Values are given as mean ± SEM. Statistical analysis was performed using the Student's t test; * p <0.05 in relation to the control group and #p <0.05 versus the 3-carboxy-N, N, N-trimethylpropan-1-ammium group; n = 10.

[0025] The results are presented as a percentage in relation to the control group that was assigned a value of 100%.

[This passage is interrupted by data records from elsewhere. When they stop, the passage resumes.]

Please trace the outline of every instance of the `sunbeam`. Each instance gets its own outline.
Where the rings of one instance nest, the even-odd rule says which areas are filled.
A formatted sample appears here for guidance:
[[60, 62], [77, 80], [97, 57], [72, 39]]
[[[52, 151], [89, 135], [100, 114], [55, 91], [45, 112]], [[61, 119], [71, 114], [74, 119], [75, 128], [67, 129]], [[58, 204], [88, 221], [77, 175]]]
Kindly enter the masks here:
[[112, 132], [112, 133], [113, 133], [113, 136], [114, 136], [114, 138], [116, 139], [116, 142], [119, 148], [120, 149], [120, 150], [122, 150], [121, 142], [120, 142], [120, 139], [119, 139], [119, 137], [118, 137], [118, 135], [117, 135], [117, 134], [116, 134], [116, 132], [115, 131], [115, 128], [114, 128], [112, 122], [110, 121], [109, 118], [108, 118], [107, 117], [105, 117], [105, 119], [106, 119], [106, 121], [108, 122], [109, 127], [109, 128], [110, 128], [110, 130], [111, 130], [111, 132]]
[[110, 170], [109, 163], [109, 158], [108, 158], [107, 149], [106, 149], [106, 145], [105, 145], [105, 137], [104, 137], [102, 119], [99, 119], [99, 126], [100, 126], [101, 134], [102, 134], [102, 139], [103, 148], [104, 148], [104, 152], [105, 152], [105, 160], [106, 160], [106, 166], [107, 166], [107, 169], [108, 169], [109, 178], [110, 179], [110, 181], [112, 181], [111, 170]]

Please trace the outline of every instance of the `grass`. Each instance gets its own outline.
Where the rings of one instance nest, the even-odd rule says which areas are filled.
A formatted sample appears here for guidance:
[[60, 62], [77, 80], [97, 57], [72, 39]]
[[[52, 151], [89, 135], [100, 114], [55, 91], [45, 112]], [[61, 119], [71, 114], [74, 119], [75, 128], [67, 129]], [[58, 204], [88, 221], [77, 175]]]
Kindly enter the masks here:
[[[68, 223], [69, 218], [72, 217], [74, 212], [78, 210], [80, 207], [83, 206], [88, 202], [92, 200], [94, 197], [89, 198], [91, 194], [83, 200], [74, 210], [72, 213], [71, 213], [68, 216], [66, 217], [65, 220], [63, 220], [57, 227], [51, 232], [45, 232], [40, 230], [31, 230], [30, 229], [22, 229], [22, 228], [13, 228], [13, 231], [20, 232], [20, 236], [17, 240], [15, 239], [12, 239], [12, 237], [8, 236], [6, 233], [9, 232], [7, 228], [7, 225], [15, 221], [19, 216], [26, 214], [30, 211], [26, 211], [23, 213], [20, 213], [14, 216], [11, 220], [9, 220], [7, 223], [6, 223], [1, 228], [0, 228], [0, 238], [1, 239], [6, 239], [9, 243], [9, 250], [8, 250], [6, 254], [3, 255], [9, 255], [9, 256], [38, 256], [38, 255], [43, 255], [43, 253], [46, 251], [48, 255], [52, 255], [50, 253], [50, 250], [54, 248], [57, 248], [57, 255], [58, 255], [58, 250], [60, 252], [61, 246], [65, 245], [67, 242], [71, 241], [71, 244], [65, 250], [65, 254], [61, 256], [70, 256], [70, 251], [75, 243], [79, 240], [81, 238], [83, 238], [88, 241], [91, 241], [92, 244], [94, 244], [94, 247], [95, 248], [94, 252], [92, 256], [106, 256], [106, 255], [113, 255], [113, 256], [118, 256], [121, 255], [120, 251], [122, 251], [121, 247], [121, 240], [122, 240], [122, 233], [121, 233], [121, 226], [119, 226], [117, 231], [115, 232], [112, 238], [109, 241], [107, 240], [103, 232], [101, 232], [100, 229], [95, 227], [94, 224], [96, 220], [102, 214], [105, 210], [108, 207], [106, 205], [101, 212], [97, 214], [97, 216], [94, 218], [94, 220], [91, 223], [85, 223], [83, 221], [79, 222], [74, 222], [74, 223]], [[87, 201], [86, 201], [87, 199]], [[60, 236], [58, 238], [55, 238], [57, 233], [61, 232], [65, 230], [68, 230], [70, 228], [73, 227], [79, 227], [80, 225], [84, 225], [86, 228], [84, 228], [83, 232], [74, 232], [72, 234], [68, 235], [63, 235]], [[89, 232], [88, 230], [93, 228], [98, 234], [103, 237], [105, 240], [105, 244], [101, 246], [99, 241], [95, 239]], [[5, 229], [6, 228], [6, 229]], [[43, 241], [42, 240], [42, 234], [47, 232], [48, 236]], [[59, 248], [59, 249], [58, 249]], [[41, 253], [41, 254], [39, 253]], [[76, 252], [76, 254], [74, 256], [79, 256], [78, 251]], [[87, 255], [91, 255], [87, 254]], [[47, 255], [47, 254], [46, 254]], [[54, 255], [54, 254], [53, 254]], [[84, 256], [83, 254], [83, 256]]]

[0026] The results shown in Table 1 show that 3-carboxy-N-ethyl-N, N-dimethylpropan-1-ammium, 3-carboxy-N-ethyl-N, N-dimethylpropan-1- hydrogen fumarate amine and 3-carboxy-N-ethyl-N, N-dimethylpropan-1-amine dihydrogen phosphate had a protective effect on the formation of atherosclerotic lesions in the aorta of apoE _ / _ O 3-carboxy-N, N, N mice -trimethylpropan-1-ammium, on the contrary, was not effective.

Claims (3)

USE OF 3-CARBÓXI-N-ETIL-N, N-DIMETILPROPAN-1-AMÍNIO OR ITS PHARMACEUTICALLY ACCEPTABLE SALT, characterized by the fact that it is used to prepare a medicine for the prevention and treatment of atherosclerosis. USE, according to claim 1, characterized in that the pharmaceutically acceptable salt is 3-carboxy-N-ethyl-N, N-dimethylpropan-1-amine hydrogen fumarate. USE, according to claim 1, characterized in that the pharmaceutically acceptable salt is 3-carboxy-N-ethyl-N, N-dimethylpropan-1-amine dihydrogen phosphate.